Ein Video von Donald Trump löste am Wochenende einen Skandal aus. Das Video ist ein weiterer Beweis für das sexistische Weltbild des Präsidentschaftskandidaten. Trotzdem gibt es immer noch Frauen, die Trump unterstützen. Wie rechtfertigen sie ihr Engagement?

 

Die Frau hinter Trump

Tricia Cunningham kämpft in Pennsylvania als Chefin des Volunteer-Headquarters Tag und Nacht für Donald Trumps Wahlsieg. Das öffentlich gewordene Tape mit Trumps sexuellen Prahlereien ist ein Tiefpunkt für die Kampagne. „Doch wir dürfen jetzt nicht Opfer oder Jungfrau spielen”, sagt Tricia und macht weiter. Ein Interview mit einem echten Trump-Groupie.

Das war sicher ein aufregendes Wochenende für Sie…

„Oh ja, mein Telefon steht seit Tagen nicht mehr still. Die meisten Leute sind vor allem entsetzt über den Leak an sich und das Timing – so kurz vor der zweiten TV-Debatte. Etwa 150 Anrufe kamen von Frauen. Ein echtes Killer-Wochenende, es war frustrierend. Ich bin vor allem sauer auf die Medien, dass sie dieser Geschichte so viel Raum einräumen.”

Was dachten Sie persönlich, als Sie das Video sahen? 

„Wissen Sie, ich versuche, mich von den Medien und Nachrichten fernzuhalten, weil mein Blutdruck das nicht aushält. Als ich das Tape dann endlich gesehen habe, dachte ich: Was? Das soll es sein? Ich will nichts verteidigen, es war unanständig, es war geschmacklos, es war Jungs-Talk in der Umkleide. Aber ich hatte Schlimmeres erwartet, so etwas wie ,Donald Trump ist mit dem Auto in eine Gruppe Kindergartenkinder gefahren’ oder so. Aber das? Das war die ganze Aufregung doch nicht wert.”

Verletzt es Sie nicht, dass er Frauen wie lebende Barbiepuppen behandelt?

„Ich habe diesen Mann so oft getroffen in den letzten zwanzig Jahren und er hat mich nie so behandelt. Ich kann das nicht persönlich nehmen, denn ich bin keine Barbiepuppe. Ich bin eine starke Frau und niemand dürfte mich so behandeln. Wenn andere Frauen das zugelassen haben, dann wollten sie es so. Lasst uns ehrlich sein, es gibt diese Frauen, die Milliardäre jagen. Darüber müssen wir reden. Was er gesagt hat, war nicht cool. Aber es war eine private Unterhaltung zwischen zwei Männern. Ich würde zu gerne mal hören, was in einer NFL-Football-Umkleide so gesprochen wird. Sind wir ehrlich, das passiert jeden Tag, ich nehme das nicht persönlich. Weil Mr. Trump MICH nie so behandelt hat. Er hatte immer Respekt für mich.“

Wie würden Sie Donald Trumps sexuelle Prahlereien einer jungen Frau erklären – Sie haben ja selbst zwei Töchter?
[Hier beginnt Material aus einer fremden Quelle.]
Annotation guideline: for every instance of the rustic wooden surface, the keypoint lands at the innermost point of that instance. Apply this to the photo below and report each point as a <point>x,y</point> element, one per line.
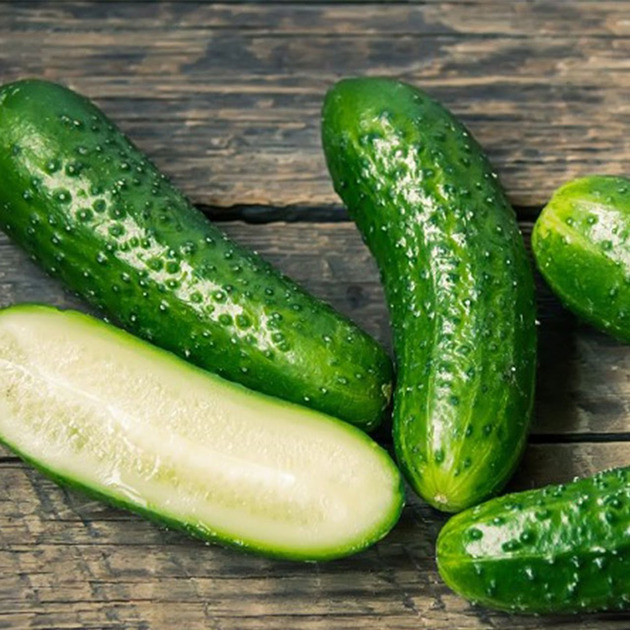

„Ich würde nicht versuchen, es zu entschuldigen. Aber als jemand, der nach dem College zwölf Jahre lang in einer Bar gearbeitet hat, kann ich mit sowas umgehen. Eine meiner Töchter ist bei der Marine, wissen Sie, wir sind keine Frauen, die Opfer oder Jungfrau spielen. Wir haben so viele starke Frauen in diesem Land, die genau wie ich wissen, dass das, was Donald Trump vor elf Jahren gesagt hat, sie heute nicht betrifft.”

Die Wahlkampfhelferin und ihr Präsidentschaftskandidat. (Quelle: Tricia Cunningham)

Wie zufrieden waren Sie mit Trump im zweiten Duell?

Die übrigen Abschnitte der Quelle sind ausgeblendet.